Actualité politiqueHaïti Progrès
29 Novembre - 5 Décembre 2000
Un nouveau départ vers
l'idéal du 16 décembre!Le leader de Fanmi Lavalas, Jean-Bertrand Aristide, a rencontré la presse à Tabarre le 27 novembre, soit au lendemain des élections qui doivent marquer son retour au pouvoir le 7 février 2001 pour un mandat de cinq ans (2001-2006). L'objectif de la conférence de presse était d'expliquer aux journalistes comment il compte parvenir à «cette paix pour tous les Haïtiens sans distinction» qu'il n'a jamais cessé de proclamer. Son slogan «lapè nan tèt, lapè nan vant» (paix des coeurs, paix des entrailles) est assez connu, et le terme paix s'est avéré, selon lui, un des mots-clé du programme économique de Fanmi Lavalas publié dans la presse ces derniers jours.
«Pour parvenir à la paix, la paix véritable, il est clair qu'il nous faut un programme qui puisse nous emmener sur cette route de la paix. Sur la table, nous avons quelques exemplaires de notre programme et sur la table nous avons également «Investir dans l'humain» (le Livre blanc de Fanmi Lavalas publié précédemment). Pour arriver à cette paix véritable, il faut que dans votre programme les dossiers économique, politique, social, écologique montrent où vous en êtes, où vous allez, quels sont vos moyens», a expliqué M. Aristide. Pour lui le dossier le plus important du programme, au sujet duquel il voulait se borner à parler ce jour-là, c'est «le dossier humain». Il estime qu'Haïti dispose d'un grand capital humain qui, s'il est bien géré, peut nous amener à une Haïti de paix.
Préférant parler de verre à demi-plein qu'à demi-vide, Aristide a voulu montrer qu'il ne veut s'attarder que sur les valeurs positives de chaque Haïtien sans exclusive. «Chaque Haïtien a pour moi des valeurs positives, chaque Haïtien sans distinction a des dons, des talents, chaque Haïtien a sa propre expérience positive.
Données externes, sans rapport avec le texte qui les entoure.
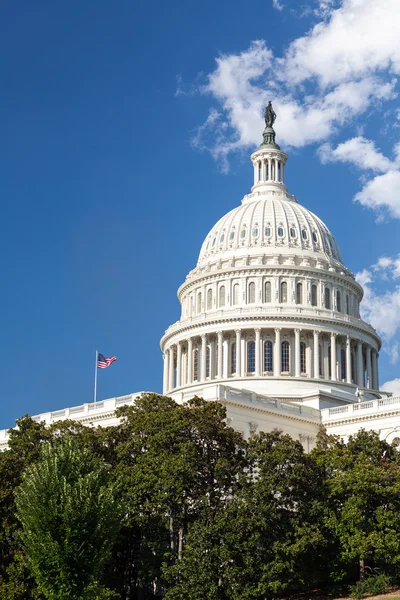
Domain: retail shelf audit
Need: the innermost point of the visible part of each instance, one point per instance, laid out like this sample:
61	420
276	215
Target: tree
69	517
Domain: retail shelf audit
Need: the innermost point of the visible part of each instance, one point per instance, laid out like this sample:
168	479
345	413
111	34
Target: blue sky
126	130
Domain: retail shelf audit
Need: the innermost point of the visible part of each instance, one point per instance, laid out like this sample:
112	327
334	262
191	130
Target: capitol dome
270	308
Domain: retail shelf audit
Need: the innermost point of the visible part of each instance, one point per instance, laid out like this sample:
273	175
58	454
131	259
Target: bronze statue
269	115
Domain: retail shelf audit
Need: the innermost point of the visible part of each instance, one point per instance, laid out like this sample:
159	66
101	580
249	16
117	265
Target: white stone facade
270	325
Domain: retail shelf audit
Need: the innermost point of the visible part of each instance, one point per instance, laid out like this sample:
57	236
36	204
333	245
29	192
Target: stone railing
349	411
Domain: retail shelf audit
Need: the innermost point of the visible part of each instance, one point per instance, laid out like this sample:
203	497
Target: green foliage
69	519
371	586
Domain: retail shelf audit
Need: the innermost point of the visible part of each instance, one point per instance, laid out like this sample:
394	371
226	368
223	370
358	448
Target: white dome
273	222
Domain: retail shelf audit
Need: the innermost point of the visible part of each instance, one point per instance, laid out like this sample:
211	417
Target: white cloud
359	151
277	5
392	386
382	195
382	308
340	70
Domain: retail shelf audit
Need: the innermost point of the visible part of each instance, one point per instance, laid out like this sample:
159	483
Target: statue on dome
269	115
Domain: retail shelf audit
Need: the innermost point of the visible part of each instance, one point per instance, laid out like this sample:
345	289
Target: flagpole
95	376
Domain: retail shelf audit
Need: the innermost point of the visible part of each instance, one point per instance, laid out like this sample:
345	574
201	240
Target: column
165	374
277	353
179	364
212	359
225	364
348	359
316	354
333	357
171	383
374	369
220	355
360	365
203	357
369	368
258	351
190	361
297	366
238	352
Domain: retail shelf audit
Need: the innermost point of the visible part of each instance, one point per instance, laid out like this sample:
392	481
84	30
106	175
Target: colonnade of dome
270	306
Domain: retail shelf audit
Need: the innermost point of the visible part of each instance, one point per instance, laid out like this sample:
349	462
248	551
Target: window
235	295
252	293
338	301
208	361
314	299
329	362
251	357
209	299
343	364
285	357
283	291
268	357
196	364
267	291
222	295
321	370
327	298
233	358
303	365
299	293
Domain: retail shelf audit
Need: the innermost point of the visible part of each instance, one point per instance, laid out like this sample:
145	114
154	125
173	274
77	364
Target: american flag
103	362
Voilà pourquoi quand je suis allé voter hier, j'ai dit que j'ai voté pour la paix, la paix pour tous les Haïtiens sans distinction. Si j'écrivais je soulignerais "sans distinction" de deux, trois barres pour montrer clairement comment nous sommes disposés à aller chercher ce qui est positif chez l'Haïtien et avec l'Haïtien dans le dialogue, dans la réflexion afin de voir ce qui est positif dans le pays. Notre pays renferme beaucoup de richesses, il a beaucoup de valeurs, beaucoup de choses positives et c'est quand vous et moi nous aurons reconnu ce qui est positif en nous et qu'ensemble nous aurons identifié ce qui est positif dans notre culture, notre pays alors il nous sera plus facile de construire ensemble au fur et à mesure dans notre pays cette paix dont nous parlons.» Plus loin, il a poursuivi en ces termes: «Nous allons travailler avec tout le monde, tous les secteurs, tous les Haïtiens qui veulent collaborer pour qu'il y ait dans le pays, peu importe leurs moyens économiques, leur couche sociale, leur secteur social... Pour autant que ce soient des Haïtiens, moi je ferai tout mon possible pour voir ce qu'il peut apporter de positif au pays et j'avancerai avec lui.»
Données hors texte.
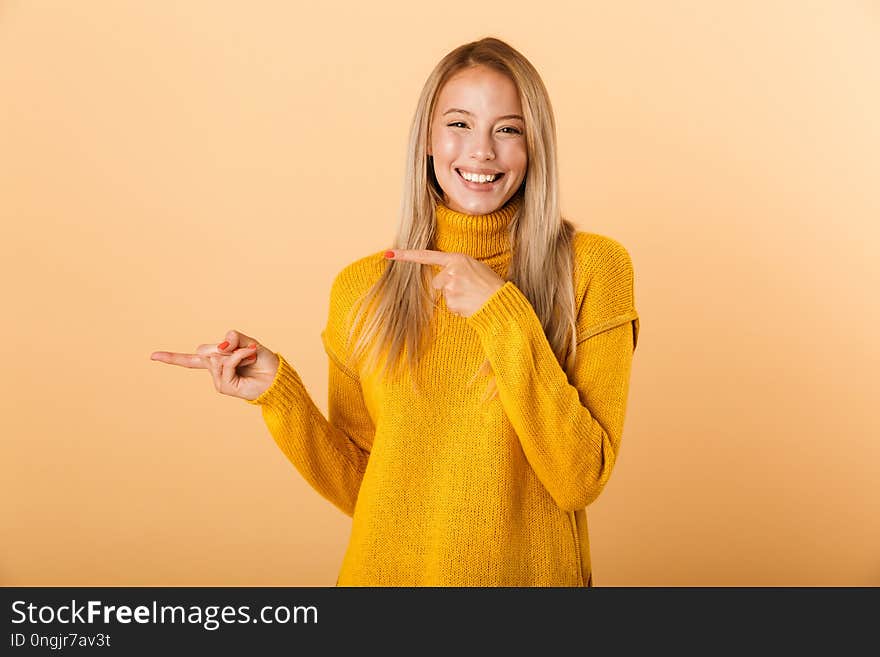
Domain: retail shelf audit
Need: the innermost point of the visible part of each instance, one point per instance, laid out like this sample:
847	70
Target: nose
482	148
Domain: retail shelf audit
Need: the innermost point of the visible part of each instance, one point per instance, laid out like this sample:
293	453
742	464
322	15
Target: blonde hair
402	299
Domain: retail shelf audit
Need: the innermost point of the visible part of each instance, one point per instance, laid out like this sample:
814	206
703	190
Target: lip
478	187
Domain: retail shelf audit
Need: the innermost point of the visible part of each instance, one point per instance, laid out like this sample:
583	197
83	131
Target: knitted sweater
444	491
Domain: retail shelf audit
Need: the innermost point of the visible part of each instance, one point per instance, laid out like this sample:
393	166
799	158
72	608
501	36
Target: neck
481	236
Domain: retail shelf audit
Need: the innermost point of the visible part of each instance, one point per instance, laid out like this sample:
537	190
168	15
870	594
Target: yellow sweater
445	491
Mais aussitôt la clique des boycotteurs frustrés repoussait cette main tendue, comme elle avait fait avorter toute négociation. Cette opposition n'a d'ailleurs jamais présenté un programme quelconque, si ce n'est, comme l'exprimait un de ses porte-parole, Evans Paul, à la presse lors de son récent voyage en République dominicaine, de «combattre Aristide». Il est évident que les intérêts des composantes de cette opposition sont antagonistes à ceux du peuple haïtien, et c'est encore un effort plus que louable de la part d'Aristide de les inviter une fois de plus à mettre littéralement bas les armes pour laisser une chance au pays. Il est vrai que cette opposition trouve un encouragement à ses intrigues du côté de la communauté internationale. Comme de fait, n'ayant pourtant point envoyé d'observateurs électoraux, le Département d'Etat par l'organe de son porte-parole adjoint Philippe Ricker a cru pouvoir parler de faible participation électorale et a invité les Haïtiens «au dialogue, à la réconciliation, à travailler ensemble pour renforcer la démocratie et améliorer les conditions d'existence du peuple». On ne pouvait s'attendre à rien d'autre de la part de ceux qui avaient tramé toute une stratégie pour réussir un coup d'État électoral en faveur de leurs protégés. A croire qu'ils n'en ont pas encore assez du scandale électoral qui continue à sévir chez eux en Floride!